Get lean build muscle. That is normally the answer when a PT asks their clients what they’re looking to do.
“I want to build muscles and get ripped”
So you want to build muscle – and lose fat at the same time? But, but, but…
If you’ve tried any of these, or both, you’ll understand how hard it is to do any of them on their own, let alone both at the same time. If you search online you will also find contradictory answers for this and you might come out feeling more confused.
So, how do you find out if you can effectively “get lean build muscle”?
Well, let us look at the facts. In theory, the answer should be “no”. Getting lean requires burning body fat (becoming catabolic) and gaining muscle requires working out, lifting weights, to gain weight (anabolic). To gain you need a surplus of calories for your body to use in building, to lose you need to be in deficit, consuming less than you burn.
However, if you read between the very fine lines there are factors that can work in your favour to achieve these results.
If you are controlling your macronutrient intake consistently (protein, carbs, and fats) you should be aware of the calories it takes to maintain your weight and you cna stay within that fine line of catabolic and anabolic phases by monitoring it closely. Staying in a slight deficit should allow your body to maintain or slightly grow lean muscle tissue whilst dropping body fat levels.

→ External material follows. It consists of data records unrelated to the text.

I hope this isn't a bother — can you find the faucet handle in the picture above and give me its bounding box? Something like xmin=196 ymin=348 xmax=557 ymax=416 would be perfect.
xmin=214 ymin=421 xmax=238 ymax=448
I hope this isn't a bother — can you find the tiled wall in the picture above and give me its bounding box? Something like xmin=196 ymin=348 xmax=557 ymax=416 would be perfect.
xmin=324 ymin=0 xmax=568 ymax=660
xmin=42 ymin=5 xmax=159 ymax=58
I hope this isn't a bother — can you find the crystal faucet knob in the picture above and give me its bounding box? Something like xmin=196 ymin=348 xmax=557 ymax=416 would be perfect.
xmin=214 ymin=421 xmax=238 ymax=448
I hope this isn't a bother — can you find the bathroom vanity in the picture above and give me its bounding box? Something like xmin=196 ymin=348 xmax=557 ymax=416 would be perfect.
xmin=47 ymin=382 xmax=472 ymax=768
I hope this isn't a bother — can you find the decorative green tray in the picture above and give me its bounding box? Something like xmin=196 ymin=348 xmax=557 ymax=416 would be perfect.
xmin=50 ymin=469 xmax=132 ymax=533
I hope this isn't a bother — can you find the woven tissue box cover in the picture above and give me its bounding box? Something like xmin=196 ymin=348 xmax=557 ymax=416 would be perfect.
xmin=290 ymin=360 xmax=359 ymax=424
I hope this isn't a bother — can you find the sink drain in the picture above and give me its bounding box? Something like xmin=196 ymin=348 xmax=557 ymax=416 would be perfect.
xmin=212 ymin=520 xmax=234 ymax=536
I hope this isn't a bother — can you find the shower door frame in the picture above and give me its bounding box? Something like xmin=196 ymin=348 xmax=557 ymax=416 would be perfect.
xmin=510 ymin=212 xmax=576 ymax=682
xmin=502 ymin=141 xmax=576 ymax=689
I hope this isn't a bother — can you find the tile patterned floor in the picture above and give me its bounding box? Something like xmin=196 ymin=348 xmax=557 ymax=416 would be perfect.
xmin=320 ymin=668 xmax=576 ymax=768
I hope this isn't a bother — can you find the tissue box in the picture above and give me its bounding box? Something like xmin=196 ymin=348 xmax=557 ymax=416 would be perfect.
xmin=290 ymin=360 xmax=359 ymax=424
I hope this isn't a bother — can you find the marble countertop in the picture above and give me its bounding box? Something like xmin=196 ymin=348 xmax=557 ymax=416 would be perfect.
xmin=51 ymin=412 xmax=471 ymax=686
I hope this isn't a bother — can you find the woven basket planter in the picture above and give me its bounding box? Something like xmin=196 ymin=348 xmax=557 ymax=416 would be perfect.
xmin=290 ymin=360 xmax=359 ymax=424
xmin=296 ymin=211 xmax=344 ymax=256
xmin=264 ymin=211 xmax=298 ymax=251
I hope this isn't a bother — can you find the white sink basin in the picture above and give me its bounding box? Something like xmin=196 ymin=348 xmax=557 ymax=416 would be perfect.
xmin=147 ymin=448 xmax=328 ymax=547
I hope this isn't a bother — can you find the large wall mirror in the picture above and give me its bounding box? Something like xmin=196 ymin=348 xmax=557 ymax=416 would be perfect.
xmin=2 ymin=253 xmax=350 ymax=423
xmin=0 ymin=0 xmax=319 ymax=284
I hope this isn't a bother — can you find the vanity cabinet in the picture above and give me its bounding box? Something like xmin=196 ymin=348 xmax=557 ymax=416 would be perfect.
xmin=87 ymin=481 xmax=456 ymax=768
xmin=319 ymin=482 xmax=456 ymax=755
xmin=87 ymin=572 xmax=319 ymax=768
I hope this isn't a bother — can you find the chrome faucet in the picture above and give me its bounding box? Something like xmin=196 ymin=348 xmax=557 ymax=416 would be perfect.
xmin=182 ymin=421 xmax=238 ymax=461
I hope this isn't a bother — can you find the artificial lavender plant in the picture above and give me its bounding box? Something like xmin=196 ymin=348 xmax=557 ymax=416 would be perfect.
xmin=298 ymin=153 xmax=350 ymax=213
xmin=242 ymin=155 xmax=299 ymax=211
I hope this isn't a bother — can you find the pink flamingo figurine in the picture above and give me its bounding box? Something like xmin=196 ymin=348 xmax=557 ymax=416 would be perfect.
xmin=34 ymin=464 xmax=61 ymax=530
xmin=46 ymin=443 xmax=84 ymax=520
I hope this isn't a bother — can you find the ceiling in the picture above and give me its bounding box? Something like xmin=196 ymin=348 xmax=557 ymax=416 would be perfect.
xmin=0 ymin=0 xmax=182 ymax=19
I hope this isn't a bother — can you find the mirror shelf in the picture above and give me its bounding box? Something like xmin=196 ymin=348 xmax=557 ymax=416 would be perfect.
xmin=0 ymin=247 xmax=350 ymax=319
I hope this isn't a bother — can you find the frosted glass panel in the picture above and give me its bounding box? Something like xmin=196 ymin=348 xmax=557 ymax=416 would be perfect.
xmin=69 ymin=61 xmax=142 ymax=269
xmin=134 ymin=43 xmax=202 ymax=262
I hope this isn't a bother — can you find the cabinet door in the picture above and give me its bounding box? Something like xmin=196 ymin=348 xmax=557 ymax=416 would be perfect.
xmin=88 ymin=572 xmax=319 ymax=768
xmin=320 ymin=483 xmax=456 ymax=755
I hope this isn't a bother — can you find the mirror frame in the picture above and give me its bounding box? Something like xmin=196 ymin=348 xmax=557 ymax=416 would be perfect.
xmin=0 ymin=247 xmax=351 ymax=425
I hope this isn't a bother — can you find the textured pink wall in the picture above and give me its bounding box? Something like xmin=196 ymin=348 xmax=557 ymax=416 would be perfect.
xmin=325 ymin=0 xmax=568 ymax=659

People with higher body fat levels can do this more easily as there is a lot more “bad weight” to come off initially. The addition of this weight results in muscles having to adapt to the added load, supporting physical exertion.
If you are new to resistance training, or back after an absence, you have the advantage. The law of conversion energy can be slightly adapted here because the likelihood is that your protein will now be much higher in relation to your goals. Now the P-ratio (calorie partitioning) can take place – this is where the extra protein intake is directed to replenish muscles that are being newly torn and worked resulting in growth. When you lower the intake of other macronutrients (carbohydrate and fats) it should allow for minimal storage of fat so you should also find a leaner body surrounding muscles too.
There’s always a downside, isn’t there? When we speak to clients we’ll take their goals and work out an optimal route to reach them. We are more likely to take clients through a round of higher calorie, muscle building then cycle on to lower calorie fat burning so we effectively cycle clients through these in longer cycles.
We’re then more likely to work on an 8-12 week cycle of lifting heavy, consistently to build muscle before then reverting to maintaining weight and strength levels but focussing on diet to lose weight and body fat.
So when you want to “get lean build muscle” what you should be asking is, “what is my optimal route for my number one goal”? Then choose.